We are happy to invite you to the keynote lecture by Prof. Alexander Kiossev, Head of the Cultural Centre at Sofia University, on Wednesday, December 01. The lecture is part of Mittwochsvorträge in Specks Hof, a series of lectures by GWZO. It will be held online.
Title: The City as Spectacle of Self-Colonization: the Modernization of Sofia 1878–1914
Date and Time: Wednesday, December 01, 2021, starting at 17:00 CET
Venue: online
Please register here.
The event is organized in cooperation of CoMoDe, a project of Leibniz-Institute for Regional Geography (IfL), and Leibniz Institute for the History and Culture of Eastern Europe (GWZO). It is funded by Leibniz ScienceCampus »Eastern Europe – Global Area« (EEGA).
About Prof. Kiossev:
Alexander Kiossev is Professor of History of Modern Culture and Director of the Cultural Centre of Sofia University. His research interests include the problems of reading, the visual culture of the city, cultural history of totalitarianism and transition. His publications include four books in Bulgarian. He has edited and compiled collective studies in English, German, and Bulgarian. Many of his articles have been translated into English, German, French, Dutch, Ukrainian, Czech, Polish, Romanian, Serbian, and Macedonian.
About the lecture:
The lecture analyzes the transformation of the city of Sofia in the period after the Russian-Turkish war and the establishment of the new Principality of Bulgaria (1878). Chosen as a capital of the new semi-independent state, the small ex-Ottoman city (the majority of the Turkish population left after the Russian victory) was in growing and underwent a series of rapid changes. In this process of accelerated modernization, a new urban infrastructure was adopted; foreign engineers built Sofia’s water supply system, sewerage, electricity and transport networks (trams); simultaneously the streets were re-arranged following the orthogonal and radial model of a new urban plan, developed by Italian and Czech architects.

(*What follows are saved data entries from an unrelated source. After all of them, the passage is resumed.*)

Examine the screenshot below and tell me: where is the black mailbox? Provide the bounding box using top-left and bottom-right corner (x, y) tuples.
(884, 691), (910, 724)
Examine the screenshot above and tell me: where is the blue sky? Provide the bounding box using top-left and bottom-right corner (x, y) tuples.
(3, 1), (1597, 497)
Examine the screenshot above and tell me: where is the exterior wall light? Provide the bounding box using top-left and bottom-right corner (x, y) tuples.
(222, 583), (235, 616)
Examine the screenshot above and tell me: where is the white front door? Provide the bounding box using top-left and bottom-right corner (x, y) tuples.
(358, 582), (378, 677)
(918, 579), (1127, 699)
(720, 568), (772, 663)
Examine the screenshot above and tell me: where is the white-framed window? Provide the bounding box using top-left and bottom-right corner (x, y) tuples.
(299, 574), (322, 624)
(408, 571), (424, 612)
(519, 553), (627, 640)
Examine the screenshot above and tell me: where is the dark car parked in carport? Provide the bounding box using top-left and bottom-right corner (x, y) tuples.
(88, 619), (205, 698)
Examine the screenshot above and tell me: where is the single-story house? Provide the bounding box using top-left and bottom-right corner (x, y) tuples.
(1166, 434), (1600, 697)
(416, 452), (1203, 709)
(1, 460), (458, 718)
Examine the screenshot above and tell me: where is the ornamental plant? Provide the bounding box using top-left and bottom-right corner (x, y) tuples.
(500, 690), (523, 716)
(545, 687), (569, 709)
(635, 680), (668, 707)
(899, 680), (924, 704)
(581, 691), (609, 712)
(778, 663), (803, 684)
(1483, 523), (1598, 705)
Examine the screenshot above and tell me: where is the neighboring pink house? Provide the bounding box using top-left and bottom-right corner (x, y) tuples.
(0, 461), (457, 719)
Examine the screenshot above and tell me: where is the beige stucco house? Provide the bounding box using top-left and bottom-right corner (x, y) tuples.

However, this urgent functional modernization was not sufficient: the new municipality, supported virtually by all Bulgarian economic, technical and intellectual elites, dreamt to have a “European capital” for Bulgaria. It seemed consensual and self-evident necessity that the city should be “de-orientalized”, which meant a radical change in its image.
In two decades, this collective phantasm led to practical consequences: a massive transformation of the skyline and the central part of Sofia. Unlike other modern urban modernization attempts, this process in Sofia followed a contradictory double strategy: it aimed a modern urban functionality, but simultaneously produced a specific policy of Eurocentric urban representation. The center of the city and other crucial loci had to gain new Patriotic-and-European vision, an official visual policy which went far beyond (in some cases even against) its urban functional modernization. Different tactics were used in the city-reshaping: from brutal destruction of mosques to Bulgarian renaming of old “mahalas”, from building of majestic new official buildings (in neo-European styles – neo-barock, art nouveau, “national romantic”) to nationalistic adaptation and de-contextualization of old Ottoman buildings. The modernization pretended also to wake up a long, Pre-Ottoman and ancient memory – the new streets repeated (one can say ‘quoted’) the ancient directions of the old Roman streets Decumanus Maximus and Cardo Maxima of mediaeval Ulpia Serdicа, remnants of which were lying exactly beneath the boulevards of the modern city center.
The lecture analyses the dark sides of this process, known in the professional urban historiography and scholarly literature only as progressive “Europeanization of Sofia“. It enlightens not only the brutal destruction of the Ottoman legacy in the city, but addresses also the unexpected and uncontrolled effects of the spectacle itself: the paradoxes in the manifested wish of Sofia to be “Vienna alike”, the eclecticism of architectural styles, the theatrical self-colonization of the whole restructured cityscape, which implicitly presupposed a Great Other (Europe) as an ideal Observer. In fact, this imaginary Eye, which was always absent, was replaced in the city’s everyday life with various random impressions and unexpected miss-readings of the patriotic city text by various foreign visitors of Sofia during the decades to follow.